The DPDP Act is more than a compliance requirement. It is a long-term opportunity for digital businesses to strengthen trust, reduce risk, and build resilient systems that support sustainable growth in India’s fast-evolving fintech and digital economy.

FAQs

1. What is the full form of DPDP?
DPDP stands for Digital Personal Data Protection Act, 2023 (DPDP Act). It refers to India’s primary law that governs how digital personal data should be collected, processed, stored, and protected.

2. What is the DPDP Act 2023?
The DPDP Act 2023 is India’s data protection law that gives individuals rights over their personal information and sets defined obligations for businesses handling that data. It covers consent, data minimisation, user rights, security requirements, and penalties for violations.

3. What are DPDP Rules 2025?
The DPDP Rules 2025 outline the operational and procedural requirements needed to implement the Act. They include timelines for enforcement, rules for consent, retention, cross-border data transfers, breach reporting, and obligations for Significant Data Fiduciaries.
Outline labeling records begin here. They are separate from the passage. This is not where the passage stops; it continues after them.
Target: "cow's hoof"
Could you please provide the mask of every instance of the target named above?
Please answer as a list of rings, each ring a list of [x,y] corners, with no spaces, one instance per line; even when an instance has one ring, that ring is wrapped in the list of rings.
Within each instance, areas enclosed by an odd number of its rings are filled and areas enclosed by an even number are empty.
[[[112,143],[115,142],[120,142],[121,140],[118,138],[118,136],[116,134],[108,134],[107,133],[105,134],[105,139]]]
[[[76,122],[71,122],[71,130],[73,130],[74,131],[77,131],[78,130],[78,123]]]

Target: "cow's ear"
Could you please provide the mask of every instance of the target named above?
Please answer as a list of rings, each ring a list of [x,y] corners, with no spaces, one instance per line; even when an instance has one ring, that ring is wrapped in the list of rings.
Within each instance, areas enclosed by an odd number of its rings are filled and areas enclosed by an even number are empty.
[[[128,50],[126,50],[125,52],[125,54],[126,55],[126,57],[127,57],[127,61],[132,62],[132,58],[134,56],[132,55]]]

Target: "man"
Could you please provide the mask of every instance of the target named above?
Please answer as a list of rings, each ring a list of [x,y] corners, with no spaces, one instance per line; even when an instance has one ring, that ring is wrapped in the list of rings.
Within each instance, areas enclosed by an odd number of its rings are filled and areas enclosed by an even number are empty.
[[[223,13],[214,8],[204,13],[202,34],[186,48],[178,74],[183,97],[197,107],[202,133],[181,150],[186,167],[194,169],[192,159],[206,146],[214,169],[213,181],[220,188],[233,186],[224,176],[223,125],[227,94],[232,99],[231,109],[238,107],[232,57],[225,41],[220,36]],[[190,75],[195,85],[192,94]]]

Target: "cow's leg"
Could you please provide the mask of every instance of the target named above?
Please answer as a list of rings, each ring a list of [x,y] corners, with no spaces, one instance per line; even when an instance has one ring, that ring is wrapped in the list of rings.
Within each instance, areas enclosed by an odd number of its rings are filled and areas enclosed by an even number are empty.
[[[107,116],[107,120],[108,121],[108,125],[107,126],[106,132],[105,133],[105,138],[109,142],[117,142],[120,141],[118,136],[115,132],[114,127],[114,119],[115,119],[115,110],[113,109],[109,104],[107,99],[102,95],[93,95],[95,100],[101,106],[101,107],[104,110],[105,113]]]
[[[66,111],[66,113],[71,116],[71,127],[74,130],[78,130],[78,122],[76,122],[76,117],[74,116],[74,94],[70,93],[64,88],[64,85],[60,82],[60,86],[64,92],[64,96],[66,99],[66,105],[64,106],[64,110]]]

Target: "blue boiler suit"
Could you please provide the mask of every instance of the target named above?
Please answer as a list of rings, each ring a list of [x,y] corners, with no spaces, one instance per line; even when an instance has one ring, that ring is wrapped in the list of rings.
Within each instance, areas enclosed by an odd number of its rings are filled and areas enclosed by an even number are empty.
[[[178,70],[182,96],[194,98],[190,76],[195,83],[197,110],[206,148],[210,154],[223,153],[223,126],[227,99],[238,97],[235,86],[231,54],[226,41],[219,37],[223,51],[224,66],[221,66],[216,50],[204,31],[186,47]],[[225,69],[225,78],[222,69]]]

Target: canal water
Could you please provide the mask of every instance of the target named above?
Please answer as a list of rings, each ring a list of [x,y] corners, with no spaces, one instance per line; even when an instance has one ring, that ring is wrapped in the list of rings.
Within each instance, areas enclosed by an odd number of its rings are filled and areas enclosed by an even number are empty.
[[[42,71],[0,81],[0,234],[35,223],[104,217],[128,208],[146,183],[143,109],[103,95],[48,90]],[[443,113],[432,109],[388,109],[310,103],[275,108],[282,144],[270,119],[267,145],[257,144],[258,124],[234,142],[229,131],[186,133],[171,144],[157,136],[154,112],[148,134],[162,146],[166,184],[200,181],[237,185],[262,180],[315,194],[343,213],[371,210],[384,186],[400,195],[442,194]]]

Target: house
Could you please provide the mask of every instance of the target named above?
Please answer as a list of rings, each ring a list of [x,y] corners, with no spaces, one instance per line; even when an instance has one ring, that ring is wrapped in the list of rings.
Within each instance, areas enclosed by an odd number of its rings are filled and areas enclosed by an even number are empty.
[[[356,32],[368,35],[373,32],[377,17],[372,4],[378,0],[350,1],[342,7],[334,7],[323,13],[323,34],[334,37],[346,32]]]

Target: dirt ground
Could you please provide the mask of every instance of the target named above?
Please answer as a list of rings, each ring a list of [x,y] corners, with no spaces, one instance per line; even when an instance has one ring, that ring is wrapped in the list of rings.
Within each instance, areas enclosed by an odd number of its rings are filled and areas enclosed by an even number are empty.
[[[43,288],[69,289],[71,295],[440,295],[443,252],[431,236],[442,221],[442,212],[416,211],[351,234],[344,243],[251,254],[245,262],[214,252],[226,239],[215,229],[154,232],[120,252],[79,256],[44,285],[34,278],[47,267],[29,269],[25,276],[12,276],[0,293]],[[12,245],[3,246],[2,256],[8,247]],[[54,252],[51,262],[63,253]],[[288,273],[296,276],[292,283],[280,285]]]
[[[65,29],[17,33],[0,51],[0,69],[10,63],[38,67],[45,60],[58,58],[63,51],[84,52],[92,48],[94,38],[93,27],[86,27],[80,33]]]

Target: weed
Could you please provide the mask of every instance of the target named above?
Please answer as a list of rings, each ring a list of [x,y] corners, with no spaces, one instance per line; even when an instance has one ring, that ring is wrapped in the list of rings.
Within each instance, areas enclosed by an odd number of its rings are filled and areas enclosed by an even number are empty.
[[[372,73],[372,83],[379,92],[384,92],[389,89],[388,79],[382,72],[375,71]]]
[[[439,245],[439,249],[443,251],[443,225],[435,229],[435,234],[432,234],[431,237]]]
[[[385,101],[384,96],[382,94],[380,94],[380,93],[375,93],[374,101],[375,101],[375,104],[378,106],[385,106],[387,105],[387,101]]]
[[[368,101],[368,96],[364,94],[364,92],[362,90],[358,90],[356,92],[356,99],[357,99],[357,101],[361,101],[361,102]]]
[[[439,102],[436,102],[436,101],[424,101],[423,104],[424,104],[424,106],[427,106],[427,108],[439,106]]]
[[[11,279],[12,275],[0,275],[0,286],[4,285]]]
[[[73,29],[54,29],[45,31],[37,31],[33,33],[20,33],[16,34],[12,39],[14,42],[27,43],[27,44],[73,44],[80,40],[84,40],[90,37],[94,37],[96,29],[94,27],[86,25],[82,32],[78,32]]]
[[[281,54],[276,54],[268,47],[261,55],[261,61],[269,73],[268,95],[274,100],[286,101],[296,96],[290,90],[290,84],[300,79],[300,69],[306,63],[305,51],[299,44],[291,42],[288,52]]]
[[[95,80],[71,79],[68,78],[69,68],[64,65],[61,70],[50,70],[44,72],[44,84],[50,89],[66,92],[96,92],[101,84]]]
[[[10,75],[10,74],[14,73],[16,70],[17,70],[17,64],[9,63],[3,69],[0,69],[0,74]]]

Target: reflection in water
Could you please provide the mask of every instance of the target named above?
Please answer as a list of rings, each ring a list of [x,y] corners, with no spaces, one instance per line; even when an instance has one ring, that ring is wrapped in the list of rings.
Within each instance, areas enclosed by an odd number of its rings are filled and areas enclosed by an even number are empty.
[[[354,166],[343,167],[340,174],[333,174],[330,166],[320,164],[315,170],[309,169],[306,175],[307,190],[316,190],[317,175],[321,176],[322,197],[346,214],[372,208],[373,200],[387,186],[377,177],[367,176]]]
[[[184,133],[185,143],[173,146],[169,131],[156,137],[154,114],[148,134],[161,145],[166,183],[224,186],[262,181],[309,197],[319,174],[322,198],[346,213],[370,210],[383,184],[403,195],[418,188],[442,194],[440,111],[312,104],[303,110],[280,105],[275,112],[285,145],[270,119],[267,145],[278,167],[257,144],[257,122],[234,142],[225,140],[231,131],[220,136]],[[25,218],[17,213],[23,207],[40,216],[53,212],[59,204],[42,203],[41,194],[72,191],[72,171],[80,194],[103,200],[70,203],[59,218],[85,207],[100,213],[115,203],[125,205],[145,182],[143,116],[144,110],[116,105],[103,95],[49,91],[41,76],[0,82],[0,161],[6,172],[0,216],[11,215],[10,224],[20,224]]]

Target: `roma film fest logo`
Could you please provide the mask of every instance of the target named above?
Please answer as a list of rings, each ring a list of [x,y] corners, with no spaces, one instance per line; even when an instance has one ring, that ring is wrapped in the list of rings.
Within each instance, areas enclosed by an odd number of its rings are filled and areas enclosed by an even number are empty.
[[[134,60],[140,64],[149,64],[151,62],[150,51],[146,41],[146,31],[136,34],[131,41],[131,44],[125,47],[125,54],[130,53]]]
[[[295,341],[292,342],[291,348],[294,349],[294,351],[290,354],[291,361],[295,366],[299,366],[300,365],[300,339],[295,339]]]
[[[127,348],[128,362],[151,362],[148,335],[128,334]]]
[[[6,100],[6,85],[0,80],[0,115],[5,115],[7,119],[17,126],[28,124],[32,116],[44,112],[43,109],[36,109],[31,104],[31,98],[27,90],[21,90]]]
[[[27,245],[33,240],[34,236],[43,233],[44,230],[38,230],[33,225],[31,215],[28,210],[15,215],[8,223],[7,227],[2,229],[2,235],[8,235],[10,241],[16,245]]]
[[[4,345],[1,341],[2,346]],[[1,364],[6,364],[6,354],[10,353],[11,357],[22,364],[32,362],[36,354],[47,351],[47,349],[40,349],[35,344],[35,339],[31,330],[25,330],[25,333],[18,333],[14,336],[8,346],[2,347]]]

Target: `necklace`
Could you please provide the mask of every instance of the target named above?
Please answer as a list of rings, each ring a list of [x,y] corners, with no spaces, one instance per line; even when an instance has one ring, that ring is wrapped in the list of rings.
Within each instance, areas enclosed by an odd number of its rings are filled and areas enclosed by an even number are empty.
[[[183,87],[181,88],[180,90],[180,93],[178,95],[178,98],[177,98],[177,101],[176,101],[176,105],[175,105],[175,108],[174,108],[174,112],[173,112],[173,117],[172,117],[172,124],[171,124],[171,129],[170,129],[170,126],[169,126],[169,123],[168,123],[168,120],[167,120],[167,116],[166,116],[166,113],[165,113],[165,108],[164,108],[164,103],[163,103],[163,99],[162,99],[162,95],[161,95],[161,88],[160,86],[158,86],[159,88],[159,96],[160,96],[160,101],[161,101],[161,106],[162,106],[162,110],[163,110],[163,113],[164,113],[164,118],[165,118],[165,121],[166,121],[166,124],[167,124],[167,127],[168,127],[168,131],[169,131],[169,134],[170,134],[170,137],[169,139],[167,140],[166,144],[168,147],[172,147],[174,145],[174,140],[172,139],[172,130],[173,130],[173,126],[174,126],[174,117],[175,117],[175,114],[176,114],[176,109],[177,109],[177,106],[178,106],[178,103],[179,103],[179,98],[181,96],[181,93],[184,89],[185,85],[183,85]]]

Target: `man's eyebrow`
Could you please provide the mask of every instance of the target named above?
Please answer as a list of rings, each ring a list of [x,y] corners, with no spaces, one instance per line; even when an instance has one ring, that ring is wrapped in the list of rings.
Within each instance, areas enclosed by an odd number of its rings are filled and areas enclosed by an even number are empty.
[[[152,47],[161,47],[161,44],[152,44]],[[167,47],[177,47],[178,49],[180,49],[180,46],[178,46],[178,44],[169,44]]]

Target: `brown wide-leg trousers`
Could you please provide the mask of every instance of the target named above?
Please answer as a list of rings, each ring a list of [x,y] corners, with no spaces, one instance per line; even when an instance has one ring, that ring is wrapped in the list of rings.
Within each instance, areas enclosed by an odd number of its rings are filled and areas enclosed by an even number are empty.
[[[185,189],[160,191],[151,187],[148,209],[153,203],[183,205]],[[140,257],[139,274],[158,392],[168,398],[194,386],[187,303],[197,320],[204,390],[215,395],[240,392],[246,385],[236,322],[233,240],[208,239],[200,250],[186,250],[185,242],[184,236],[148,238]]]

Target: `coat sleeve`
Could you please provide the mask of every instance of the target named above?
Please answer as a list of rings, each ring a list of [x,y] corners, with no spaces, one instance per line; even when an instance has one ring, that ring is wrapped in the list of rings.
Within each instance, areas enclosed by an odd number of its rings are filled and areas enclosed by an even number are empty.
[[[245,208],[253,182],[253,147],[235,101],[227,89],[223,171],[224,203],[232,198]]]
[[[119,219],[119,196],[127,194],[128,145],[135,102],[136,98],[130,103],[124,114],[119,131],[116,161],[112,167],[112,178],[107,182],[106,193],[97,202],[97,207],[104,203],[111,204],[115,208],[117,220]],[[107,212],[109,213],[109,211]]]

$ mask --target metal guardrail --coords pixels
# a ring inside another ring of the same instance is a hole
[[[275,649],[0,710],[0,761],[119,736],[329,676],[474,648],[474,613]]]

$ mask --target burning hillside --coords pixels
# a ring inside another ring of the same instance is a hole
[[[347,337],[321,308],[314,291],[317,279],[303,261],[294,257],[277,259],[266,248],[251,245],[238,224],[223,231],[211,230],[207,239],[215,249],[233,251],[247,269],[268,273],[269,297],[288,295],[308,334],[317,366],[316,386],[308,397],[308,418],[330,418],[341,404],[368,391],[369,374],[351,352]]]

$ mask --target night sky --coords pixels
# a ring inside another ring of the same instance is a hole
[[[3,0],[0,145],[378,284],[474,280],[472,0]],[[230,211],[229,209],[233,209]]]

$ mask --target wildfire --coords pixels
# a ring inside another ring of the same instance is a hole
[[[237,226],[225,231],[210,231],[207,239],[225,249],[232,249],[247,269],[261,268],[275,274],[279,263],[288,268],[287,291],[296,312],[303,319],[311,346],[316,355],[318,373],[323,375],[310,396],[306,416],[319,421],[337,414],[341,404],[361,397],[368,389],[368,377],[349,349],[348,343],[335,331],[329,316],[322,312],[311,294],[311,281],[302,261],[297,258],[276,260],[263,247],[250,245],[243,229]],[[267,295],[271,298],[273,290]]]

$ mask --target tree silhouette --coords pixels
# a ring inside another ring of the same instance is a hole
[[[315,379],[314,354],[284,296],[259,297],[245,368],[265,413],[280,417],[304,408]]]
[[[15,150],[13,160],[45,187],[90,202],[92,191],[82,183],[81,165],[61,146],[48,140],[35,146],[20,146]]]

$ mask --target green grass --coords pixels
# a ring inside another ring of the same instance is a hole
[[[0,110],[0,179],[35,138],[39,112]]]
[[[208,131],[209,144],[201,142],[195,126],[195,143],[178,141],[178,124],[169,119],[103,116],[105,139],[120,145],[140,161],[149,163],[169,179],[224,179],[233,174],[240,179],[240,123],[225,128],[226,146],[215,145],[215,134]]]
4. Who has to comply with the DPDP Act?
All businesses, government bodies, digital platforms, startups, MSMEs, and foreign companies offering services to individuals in India must comply with the DPDP Act if they process digital personal data.

5. What are Significant Data Fiduciaries?
Significant Data Fiduciaries are organisations that process large volumes of sensitive or high-risk data. They have additional obligations such as annual audits, risk assessments, and appointing a Data Protection Officer.

6. What happens if a company does not comply with the DPDP Act?
Non-compliance can lead to penalties of up to 250 crore per violation category, along with reputational damage and operational restrictions.